Although it may be "difficult to imagine factual circumstances in which a trier of fact could find deliberate indifference as defined by Farmer and nevertheless conclude that a reasonable person in defendant's position was not chargeable with knowledge that his or her actions violated the plaintiff's clearly established constitutional rights," in analyzing a claim of qualified immunity, the test is objective reasonableness, not subjective deliberate indifference. Hare v. City of Corinth, 135 F.3d 320, 328 (1998) (quoting Briecke v. Coughlin, No. 92-CV-1211, 1994 WL 705328 at 6 (N.D.N.Y.Dec. 16, 1994). Consequently, at the qualified immunity stage, the deliberate indifference standard only allows an examination of whether, under the standard not to be deliberately indifferent, the acts or omissions of the defendant were objectively unreasonable as a matter of law. Hare v. City of Corinth, 135 F.3d 320, 328 (1998).

Deliberate indifference is defined as a failure to act where prison officials have knowledge of a substantial risk of serious harm to inmate health or safety. Farmer v. Brennan, 511 U.S. 825, 114 S.Ct. 1970, 1981, 128 L.Ed.2d 811 (1994).

DEFENDANT'S MOTION FOR SUMMARY JUDGMENT

Defendant asserts Eleventh Amendment immunity as to the plaintiff's claims against him in his official capacity and states he does not have the authority to implement changes in prison procedures for inmate protection. Defendant also claims he is entitled to qualified immunity and that the evidence of record fails to show he was deliberately indifferent to plaintiff's safety. Defendant also argues that, even if he had heard plaintiff's cries for help, his response was reasonable and entitles him to qualified immunity.

Plaintiff has made no response; however, the Court conducted a hearing on June 29, 2005 to consider, in relevant part, defendant's motion for summary judgment, receiving testimony and argument from both sides which it will also consider. As stated above, plaintiff was given twenty days from the date of the hearing to file his response to defendant's motion for summary judgment and has filed nothing.

ANALYSIS OF DEFENDANT'S MOTION FOR SUMMARY JUDGMENT

Official Capacity Claims — Eleventh Amendment Immunity

The Eleventh Amendment has been interpreted by the Supreme Court to bar suits by individuals against non-consenting states. Bd. of Trs. of the Univ. of Ala. v. Garrett, 531 U.S. 356, 363, 121 S.Ct. 955, 148 L.Ed.2d 866 (2001). In addition, the principle of state-sovereign immunity generally precludes actions against state officers in their official capacities, see Edelman v.

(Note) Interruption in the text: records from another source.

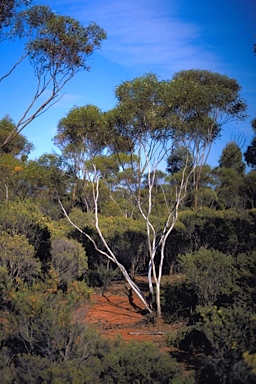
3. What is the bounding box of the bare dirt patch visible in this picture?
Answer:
[86,281,182,349]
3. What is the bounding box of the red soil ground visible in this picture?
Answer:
[86,276,182,349]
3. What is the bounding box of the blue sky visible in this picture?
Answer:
[0,0,256,165]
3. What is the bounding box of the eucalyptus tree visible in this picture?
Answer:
[215,141,246,208]
[59,70,246,317]
[0,1,106,149]
[54,105,106,211]
[244,118,256,168]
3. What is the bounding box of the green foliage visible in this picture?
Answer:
[0,114,33,157]
[51,237,88,284]
[172,306,256,384]
[178,248,233,305]
[161,278,198,323]
[101,343,181,384]
[219,141,245,175]
[0,200,50,272]
[89,264,121,294]
[244,118,256,168]
[0,233,41,282]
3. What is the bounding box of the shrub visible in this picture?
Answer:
[171,306,256,384]
[101,342,182,384]
[178,248,234,305]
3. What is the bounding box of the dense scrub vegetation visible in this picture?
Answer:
[0,1,256,384]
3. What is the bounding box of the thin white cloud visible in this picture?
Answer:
[53,0,221,76]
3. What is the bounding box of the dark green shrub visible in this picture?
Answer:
[161,280,197,323]
[172,306,256,384]
[101,342,182,384]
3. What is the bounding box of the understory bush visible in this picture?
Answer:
[169,306,256,384]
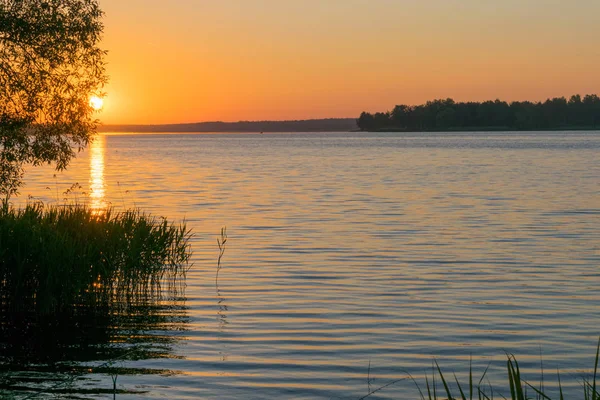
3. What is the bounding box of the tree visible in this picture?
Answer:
[0,0,107,201]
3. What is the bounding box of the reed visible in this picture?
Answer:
[0,202,191,313]
[411,340,600,400]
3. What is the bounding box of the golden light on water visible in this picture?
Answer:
[90,135,106,212]
[90,96,104,111]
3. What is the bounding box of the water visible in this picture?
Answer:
[4,132,600,399]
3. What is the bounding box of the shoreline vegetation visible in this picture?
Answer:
[0,201,192,314]
[98,118,357,133]
[356,94,600,132]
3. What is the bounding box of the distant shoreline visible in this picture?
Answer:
[98,118,358,133]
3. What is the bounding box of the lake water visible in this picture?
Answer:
[4,132,600,399]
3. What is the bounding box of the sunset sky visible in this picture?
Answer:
[99,0,600,124]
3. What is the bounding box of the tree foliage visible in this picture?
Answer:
[0,0,107,199]
[356,95,600,131]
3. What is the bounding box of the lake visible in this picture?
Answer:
[4,132,600,399]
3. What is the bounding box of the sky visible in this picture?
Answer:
[99,0,600,124]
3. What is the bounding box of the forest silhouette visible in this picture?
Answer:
[356,94,600,131]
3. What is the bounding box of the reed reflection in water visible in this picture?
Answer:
[89,134,106,211]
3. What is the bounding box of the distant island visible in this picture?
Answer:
[98,118,357,133]
[356,94,600,132]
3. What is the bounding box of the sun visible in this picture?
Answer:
[90,96,104,111]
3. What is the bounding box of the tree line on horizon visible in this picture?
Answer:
[356,94,600,131]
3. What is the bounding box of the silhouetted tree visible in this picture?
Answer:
[0,0,107,200]
[357,94,600,131]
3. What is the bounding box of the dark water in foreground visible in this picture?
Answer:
[0,132,600,399]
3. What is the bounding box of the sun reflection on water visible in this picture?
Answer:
[90,134,106,212]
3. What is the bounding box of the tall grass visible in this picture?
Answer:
[411,340,600,400]
[0,202,191,313]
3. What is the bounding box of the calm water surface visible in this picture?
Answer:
[8,132,600,399]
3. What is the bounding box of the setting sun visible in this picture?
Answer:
[90,96,104,111]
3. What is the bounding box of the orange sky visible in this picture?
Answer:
[99,0,600,124]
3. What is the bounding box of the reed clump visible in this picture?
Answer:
[408,339,600,400]
[0,202,191,313]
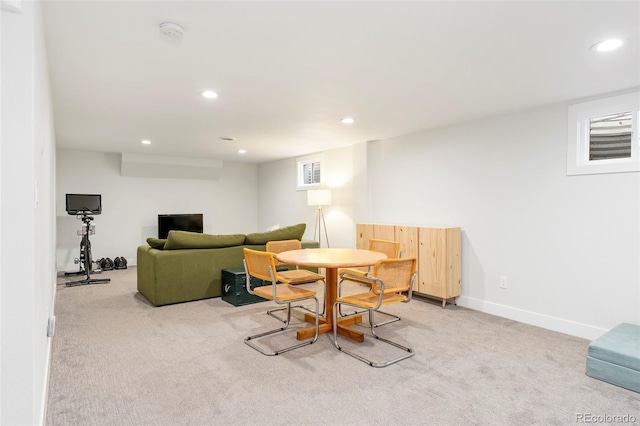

Jordan, 415 U.S. 651, 663-69, 94 S.Ct. 1347, 39 L.Ed.2d 662 (1974), subject to an established exception: the Ex parte Young doctrine. Because defendant VICK does not possess the authority to implement changes in prison policies and procedures, he cannot be enjoined to do so, and the Ex parte Young exception cannot be applied to plaintiff's claims against him. Okpalobi v. Foster, 244 F.3d 405, 427 (5th Cir. 2001).

The remaining relief requested by plaintiff is monetary and does not bring plaintiff's claims under the Ex parte Young exception. Consequently, plaintiff's claims against defendant VICK in his official capacity are barred by the Eleventh Amendment and, thus, lack an arguable basis in law and are frivolous. Neitzke v. Williams, 490 U.S. 319, 109 S.Ct. 1827, 104 L.Ed.2d 338 (1989). Individual Capacity Claims — Qualified Immunity

Plaintiff claims defendant VICK both saw and heard him and must have had knowledge of plaintiff's call for help. Defendant VICK counters with his affidavit that he did not hear plaintiff nor did he know plaintiff was asking for help in the course of an attack. Defendant also argues that, even if he did see plaintiff and hear his cries for help, he acted reasonably because TDCJ policy prohibits him from entering a cell during an inmate fight. These alternate arguments are addressed below.

Defendant's Argument that He Acted Reasonably in Not Acting

At the June 2005 hearing, defendant presented the testimony of Joe Nunn, Assistant Warden at the Clements Unit, as an expert in correctional management at the Clements Unit. The witness testified he had been employed in the Texas Department of Criminal Justice for sixteen years, had been Assistant Warden at the Clements Unit for the last twenty-three months and previously had been Assistant Warden at the Jordan Unit. Warden Nunn testified that, if two inmates were fighting in a cell, it was not appropriate for the officer to enter the cell or roll the door because the fight could be staged in order to take the officer hostage, or the inmate and his attacker might leave the cell, escalating the fight when the parties got out of the cell into a common area. Warden Nunn stated an officer who observes an inmate on inmate attack should call for additional staff, to include a supervisor, a video camera, and chemical agents, etc. Plaintiff stated it was the practice of guards to ignore the cries of inmates who are being beaten and argued defendant VICK could have called for other officers to stop the beating.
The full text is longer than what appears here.